The mountain, at the top of which we find God, is in our own soul.  For although in many ways we can see God in various external things and events and must serve Him in other people, real union with Him takes place in the secrecy of our own hearts.  If we live up to all the beautiful things Our Lord taught us, we do in fact overcome ourselves, surpass ourselves, and climb to the top of the mountain within the soul. . . . As we climb this interior mountain, our awareness of God grows stronger and deeper.  It is an inner awareness and very intimate.
           
There is a peculiarity about this mountain.  The higher you climb up it, the more humble you become, the more you ascend, the lower your estimation of yourself becomes.  For although you are growing greater and greater, it is the greatness of God that is growing in you, and you come to see this more and more clearly.  You come to see clearly in the thin mountain air that God is everything and you are nothing.  Illusions disappear. . . .

We have to keep two truths in mind.  One is the truth that of ourselves and left to ourselves we are nothing.  If we have the grace of deep self-knowledge—and this is gained as we climb the mountain of the Lord—we shall see ourselves as being in ourselves inferior to anyone else.  For we shall be vividly conscious of how little we can do, and how many great graces we have resisted or misused, and how many great opportunities we have missed.  We shall be deeply contrite.  There will be a clear self-judgment, but we shall feel quite unworthy to judge anyone else.  So the truth will make us very humble as we go up the mountain of God within our self awareness.

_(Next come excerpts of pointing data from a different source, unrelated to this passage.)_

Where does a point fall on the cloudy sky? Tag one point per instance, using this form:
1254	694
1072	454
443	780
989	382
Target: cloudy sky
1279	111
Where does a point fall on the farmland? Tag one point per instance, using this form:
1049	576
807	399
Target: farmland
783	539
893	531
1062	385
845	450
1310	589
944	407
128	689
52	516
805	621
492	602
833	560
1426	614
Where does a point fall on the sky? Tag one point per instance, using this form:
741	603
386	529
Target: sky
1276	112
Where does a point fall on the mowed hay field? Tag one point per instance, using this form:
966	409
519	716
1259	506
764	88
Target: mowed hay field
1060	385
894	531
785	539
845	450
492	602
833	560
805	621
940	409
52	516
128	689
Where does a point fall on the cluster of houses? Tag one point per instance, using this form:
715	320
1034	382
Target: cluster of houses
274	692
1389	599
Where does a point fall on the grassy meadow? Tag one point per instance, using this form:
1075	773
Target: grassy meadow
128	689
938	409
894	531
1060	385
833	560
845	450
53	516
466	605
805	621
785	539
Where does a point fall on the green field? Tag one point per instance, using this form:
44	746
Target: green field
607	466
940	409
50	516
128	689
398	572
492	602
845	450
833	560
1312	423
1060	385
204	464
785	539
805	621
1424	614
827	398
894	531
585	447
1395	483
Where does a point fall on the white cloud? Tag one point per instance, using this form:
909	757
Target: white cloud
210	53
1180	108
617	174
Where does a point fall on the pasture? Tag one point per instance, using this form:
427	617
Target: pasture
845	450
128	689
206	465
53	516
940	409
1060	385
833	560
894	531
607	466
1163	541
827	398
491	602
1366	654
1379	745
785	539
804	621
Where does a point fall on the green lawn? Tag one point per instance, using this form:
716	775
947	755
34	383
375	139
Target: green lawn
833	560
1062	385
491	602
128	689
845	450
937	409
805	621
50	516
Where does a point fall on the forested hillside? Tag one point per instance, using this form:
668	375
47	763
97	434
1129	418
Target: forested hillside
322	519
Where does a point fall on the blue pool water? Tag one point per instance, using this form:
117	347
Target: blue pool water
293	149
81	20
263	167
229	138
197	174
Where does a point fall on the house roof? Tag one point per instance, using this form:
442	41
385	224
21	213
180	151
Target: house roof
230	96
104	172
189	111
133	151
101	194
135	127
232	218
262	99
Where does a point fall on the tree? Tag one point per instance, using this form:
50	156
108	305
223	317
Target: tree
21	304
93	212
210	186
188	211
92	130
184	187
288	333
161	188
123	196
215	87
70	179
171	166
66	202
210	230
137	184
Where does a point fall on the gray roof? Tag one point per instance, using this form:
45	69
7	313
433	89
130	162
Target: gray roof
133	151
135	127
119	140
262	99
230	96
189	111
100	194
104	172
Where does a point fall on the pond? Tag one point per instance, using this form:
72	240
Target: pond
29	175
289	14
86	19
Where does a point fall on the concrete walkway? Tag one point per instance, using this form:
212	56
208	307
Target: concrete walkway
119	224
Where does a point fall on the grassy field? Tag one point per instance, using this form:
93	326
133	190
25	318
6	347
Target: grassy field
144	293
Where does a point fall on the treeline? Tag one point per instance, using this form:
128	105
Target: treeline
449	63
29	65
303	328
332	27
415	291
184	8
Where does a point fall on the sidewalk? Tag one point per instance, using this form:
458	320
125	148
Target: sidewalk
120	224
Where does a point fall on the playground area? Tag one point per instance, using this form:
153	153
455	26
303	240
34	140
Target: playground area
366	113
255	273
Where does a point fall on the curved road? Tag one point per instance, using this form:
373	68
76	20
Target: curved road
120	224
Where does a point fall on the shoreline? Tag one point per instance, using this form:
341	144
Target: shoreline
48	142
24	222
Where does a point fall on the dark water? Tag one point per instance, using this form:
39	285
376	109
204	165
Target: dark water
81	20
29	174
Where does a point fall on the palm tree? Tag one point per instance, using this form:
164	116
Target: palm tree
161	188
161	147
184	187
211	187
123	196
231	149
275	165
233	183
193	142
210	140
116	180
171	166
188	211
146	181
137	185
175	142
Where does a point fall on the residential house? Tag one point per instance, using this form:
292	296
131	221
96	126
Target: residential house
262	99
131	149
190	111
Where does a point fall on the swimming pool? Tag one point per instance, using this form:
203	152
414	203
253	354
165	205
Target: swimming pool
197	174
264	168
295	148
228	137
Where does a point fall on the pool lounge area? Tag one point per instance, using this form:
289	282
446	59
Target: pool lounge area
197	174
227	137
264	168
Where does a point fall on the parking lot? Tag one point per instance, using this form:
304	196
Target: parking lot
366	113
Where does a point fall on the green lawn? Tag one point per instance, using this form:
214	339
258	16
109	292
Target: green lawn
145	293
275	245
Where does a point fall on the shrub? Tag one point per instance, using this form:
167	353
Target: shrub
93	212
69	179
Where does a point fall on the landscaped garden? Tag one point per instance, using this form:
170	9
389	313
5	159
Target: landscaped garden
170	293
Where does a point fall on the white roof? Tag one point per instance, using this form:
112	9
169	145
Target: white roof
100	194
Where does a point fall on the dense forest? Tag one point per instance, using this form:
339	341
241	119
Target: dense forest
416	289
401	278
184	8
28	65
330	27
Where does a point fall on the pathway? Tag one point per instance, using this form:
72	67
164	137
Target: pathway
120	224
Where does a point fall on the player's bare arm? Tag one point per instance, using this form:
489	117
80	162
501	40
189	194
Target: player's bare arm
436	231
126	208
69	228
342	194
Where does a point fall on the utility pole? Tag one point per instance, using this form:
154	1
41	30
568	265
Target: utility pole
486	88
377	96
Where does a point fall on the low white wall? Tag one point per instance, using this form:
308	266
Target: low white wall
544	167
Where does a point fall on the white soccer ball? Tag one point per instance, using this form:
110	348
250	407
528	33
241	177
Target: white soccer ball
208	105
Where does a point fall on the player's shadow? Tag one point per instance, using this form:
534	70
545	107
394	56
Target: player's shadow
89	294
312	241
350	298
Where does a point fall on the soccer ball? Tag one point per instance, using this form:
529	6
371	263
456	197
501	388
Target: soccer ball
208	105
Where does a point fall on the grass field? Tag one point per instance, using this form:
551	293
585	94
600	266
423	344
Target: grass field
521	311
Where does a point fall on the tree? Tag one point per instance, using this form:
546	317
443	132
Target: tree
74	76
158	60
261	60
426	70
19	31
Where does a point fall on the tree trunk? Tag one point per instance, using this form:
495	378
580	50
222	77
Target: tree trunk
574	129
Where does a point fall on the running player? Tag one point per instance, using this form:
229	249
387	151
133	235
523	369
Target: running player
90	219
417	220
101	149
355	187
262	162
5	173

The second truth we have to keep in mind, however, is that the grace of God, God living in us, has made us exceedingly great and important.  We have in our souls, at the top of that mountain, at the summit which is at our innermost spiritual center, the greatness of God.  He lives in us and we are lit up by His presence.  This is the greatness of God—Father, Son, and Holy Spirit—within us, making us great by His life, His light, His power.  We are His living temples.  This is a very great, a very holy thing to be. . . .

St. Paul tells us several times to keep our eyes on heavenly things and not on those of this earth.  We should do this within ourselves, keeping our eyes towards that peak within us where God dwells, where even now we are united with Christ Who loves us.  We should live recollected lives.

In spirit we are in heaven with God, with Jesus, and with all the angels and saints.  We have a real spiritual communion with them through this summit of Mount Zion in our souls.  The base of the mountain is on the earth, but its summit is in heaven, and it is all within us.

With God’s help and by constant interior prayer, with faith and humility, we can gradually climb this mountain in our soul and come to be conscious of the light, a light that is there even when we do not see it.  Faith gives us joy in it even now, but the sight of it will give us something the eye has not seen, nor ear heard, something prepared by God for those who love Him.

We carry a very, very great treasure within us, and it really is ours.  Is it not worth selling all we have in order to buy it?  For when you are clearly aware of it, all the things of this world fade into insignificance, and self-love dies.